El lobo de Wall Street, la obra maestra de Scorsese en el siglo XXI, se sumerge en la vida de Jordan Belfort, empresario estadounidense célebre por su desempeño como corredor de bolsa, su involucramiento en actividades ilegales y su meteórico ascenso a la cúspide del sistema financiero estadounidense.
Sin embargo, la película no solo es una crónica de la desmesura de Belfort, sino también un análisis agudo de la sociedad que lo elevó al estatus de ídolo que mantiene, incluso, hasta el día de hoy. Con un desfile prolongado y adictivo de escenas de puro desenfreno hedonista, la película provoca una complicidad entre los espectadores, al lograr que deseen los placeres de la vida de excesos, trampas y mentiras que Belfort llevó consigo.

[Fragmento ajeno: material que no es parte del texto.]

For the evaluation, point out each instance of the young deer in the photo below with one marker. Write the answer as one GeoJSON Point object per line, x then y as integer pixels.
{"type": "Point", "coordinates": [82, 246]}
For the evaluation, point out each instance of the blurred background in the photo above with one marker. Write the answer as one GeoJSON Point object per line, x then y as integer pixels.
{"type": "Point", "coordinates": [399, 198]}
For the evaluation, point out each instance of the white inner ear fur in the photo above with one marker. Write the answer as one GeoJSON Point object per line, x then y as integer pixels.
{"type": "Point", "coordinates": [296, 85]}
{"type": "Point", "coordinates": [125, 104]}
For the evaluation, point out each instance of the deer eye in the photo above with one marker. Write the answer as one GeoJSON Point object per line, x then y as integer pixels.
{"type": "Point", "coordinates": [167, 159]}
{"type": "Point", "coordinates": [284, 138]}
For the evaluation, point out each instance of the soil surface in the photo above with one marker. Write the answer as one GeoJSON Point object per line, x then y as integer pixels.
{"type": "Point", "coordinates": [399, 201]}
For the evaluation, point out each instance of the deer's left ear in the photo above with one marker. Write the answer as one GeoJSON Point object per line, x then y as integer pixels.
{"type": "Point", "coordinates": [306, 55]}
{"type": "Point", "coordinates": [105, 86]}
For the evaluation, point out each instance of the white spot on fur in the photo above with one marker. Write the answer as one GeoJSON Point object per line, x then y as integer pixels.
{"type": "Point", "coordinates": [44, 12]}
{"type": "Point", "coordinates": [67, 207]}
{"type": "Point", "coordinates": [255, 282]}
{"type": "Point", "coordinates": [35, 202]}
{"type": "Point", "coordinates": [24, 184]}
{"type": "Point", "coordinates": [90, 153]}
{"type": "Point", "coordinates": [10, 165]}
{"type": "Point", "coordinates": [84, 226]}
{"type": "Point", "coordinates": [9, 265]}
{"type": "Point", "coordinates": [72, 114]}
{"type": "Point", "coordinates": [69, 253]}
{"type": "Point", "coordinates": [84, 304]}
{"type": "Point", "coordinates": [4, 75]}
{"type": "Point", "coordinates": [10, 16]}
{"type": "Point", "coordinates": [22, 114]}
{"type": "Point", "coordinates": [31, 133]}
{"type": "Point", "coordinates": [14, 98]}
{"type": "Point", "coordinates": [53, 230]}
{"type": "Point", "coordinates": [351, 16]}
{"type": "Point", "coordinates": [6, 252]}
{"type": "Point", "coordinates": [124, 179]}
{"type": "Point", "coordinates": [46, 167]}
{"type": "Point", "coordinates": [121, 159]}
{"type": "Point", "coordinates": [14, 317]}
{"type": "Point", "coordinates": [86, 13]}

El estreno de la película en 2013 y su llegada a los cines uruguayos a principios de 2014 provocaron una controversia cultural. Por un lado, algunos la interpretaron como un retrato excepcional de la codicia humana insaciable. Por otro, no faltaron quienes la criticaron por glorificar la amoralidad y el desenfreno desmedido del afilado mundo financiero estadounidense, acusándola de exaltar los vicios más dañinos de la sociedad contemporánea.
El retrato sin reservas de la riqueza, la decadencia y la falta de escrúpulos que presentó dejó una impresión perdurable en la cultura actual, en la que parece prevalecer cada vez más el discurso de alcanzar la cima o sucumbir en el intento. No obstante, resulta interesante observar cómo ha evolucionado en este sentido el panorama de la industria del entretenimiento en la última década.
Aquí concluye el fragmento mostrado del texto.